Institute of Education - Campus

Campus

The first home of the Institute of Education (as the London Day Training College) was Passmore Edwards Hall on Clare Market, which belonged to the London School of Economics. It moved again in its second year to the Northampton Technical Institute in Finsbury and the College of Preceptors building in Bloomsbury Square. In 1907 the College moved to its first purpose built building on Southampton Row. In 1938, the Institute moved to the Senate House complex of the University of London on Malet Street. After World War II, the Senate House complex became unworkable due to a sharp increase in numbers of students. The Institute began to expand into other buildings in the neighbouring area, including four houses on Bedford Way which were leased as a residential hall for students in 1946, a building on Tavistock Square as home of the music department in 1958, and a few 'huts' on Malet Street (formerly belonging to the University of London Student Union) where the library was transferred.

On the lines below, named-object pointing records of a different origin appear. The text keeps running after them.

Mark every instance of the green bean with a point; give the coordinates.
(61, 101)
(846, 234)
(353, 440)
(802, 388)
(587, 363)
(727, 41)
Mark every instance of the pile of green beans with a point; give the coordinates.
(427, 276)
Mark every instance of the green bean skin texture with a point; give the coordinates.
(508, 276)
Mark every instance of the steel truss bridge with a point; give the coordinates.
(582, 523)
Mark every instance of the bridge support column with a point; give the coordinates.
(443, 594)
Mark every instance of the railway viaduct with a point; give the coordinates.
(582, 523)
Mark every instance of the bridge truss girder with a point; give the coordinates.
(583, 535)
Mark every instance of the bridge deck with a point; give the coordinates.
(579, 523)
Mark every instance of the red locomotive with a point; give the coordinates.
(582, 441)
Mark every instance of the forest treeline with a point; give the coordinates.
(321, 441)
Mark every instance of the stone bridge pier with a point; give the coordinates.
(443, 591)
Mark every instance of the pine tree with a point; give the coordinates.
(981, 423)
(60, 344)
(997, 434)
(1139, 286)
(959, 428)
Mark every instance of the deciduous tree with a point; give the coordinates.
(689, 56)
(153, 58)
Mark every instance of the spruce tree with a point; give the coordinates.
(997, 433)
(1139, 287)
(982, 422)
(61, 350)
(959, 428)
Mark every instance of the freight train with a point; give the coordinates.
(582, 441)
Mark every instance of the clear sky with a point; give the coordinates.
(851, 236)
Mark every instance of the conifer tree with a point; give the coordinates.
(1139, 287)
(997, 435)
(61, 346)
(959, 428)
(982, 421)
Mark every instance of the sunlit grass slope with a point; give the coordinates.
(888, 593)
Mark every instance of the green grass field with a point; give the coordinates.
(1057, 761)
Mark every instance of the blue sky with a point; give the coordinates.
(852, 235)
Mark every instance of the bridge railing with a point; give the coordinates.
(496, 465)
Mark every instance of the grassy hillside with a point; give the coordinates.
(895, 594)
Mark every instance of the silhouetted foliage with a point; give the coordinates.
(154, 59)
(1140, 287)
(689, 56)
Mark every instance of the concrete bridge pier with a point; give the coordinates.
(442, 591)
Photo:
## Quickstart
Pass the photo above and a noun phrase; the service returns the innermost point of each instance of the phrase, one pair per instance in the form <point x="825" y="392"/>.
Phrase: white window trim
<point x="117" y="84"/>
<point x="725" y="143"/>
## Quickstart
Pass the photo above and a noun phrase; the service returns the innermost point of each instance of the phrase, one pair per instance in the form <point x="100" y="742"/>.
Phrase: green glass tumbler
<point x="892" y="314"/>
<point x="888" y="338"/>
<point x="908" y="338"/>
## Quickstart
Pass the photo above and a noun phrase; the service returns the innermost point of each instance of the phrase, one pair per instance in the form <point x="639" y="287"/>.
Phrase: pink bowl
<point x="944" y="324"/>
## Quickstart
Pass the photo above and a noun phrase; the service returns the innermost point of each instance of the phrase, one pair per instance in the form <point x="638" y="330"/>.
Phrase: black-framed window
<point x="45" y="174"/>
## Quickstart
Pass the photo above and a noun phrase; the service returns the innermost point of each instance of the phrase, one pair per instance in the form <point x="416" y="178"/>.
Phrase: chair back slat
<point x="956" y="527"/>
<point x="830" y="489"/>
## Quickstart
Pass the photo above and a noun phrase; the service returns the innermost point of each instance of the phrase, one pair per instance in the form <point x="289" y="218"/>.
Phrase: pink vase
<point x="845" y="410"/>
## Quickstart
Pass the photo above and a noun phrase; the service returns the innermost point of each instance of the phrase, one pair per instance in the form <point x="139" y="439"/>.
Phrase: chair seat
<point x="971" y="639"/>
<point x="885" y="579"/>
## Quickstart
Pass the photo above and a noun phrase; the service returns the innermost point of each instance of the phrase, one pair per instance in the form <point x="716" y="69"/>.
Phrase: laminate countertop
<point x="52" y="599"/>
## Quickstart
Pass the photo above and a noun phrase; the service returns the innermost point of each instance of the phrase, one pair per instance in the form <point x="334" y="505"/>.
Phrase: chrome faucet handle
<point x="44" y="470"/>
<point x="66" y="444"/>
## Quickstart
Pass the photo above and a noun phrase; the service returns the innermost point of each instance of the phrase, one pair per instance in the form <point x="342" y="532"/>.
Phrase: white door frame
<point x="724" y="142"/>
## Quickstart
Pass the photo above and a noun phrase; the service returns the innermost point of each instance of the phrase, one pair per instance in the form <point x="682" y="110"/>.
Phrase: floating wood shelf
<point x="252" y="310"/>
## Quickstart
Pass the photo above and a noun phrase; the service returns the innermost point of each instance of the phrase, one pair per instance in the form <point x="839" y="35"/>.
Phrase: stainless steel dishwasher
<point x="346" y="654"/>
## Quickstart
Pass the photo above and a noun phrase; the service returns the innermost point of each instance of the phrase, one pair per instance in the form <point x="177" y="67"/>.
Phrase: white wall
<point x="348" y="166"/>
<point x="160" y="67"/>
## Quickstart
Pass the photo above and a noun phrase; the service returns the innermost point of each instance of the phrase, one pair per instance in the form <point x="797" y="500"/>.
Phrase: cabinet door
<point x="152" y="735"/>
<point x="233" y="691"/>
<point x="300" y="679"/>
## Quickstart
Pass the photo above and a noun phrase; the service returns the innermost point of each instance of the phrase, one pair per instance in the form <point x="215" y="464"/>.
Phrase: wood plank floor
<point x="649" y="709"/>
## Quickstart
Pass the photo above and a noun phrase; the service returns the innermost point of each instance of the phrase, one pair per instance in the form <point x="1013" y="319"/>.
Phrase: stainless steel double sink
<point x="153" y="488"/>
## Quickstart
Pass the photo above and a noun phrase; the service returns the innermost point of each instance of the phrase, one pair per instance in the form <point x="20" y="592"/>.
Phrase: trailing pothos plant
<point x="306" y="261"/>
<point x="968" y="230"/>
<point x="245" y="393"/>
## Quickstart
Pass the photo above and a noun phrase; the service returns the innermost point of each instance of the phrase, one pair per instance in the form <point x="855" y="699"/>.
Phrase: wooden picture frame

In 1960, plans were prepared for a new building on Bedford Way designed by Denys Lasdun, though only part of his initial design was completed. The library was one of the aspects dropped from the design and in 1968 it was moved from huts into a converted office block on Ridgemount Street. The Bedford building was completed in 1975 and was officially opened by Queen Elizabeth, The Queen Mother, Chancellor of the University of London in 1977. The library finally moved into an extension of the Bedford Way building in 1992 and was renamed the 'Newsam Library' after Peter Newsam, the Director who oversaw the new construction.

In 2004, the Institute of Education and Birkbeck, University of London, jointly founded London Knowledge Lab, an interdisciplinary research unit concerned with learning and technology. It is located in Emerald Street, Holborn.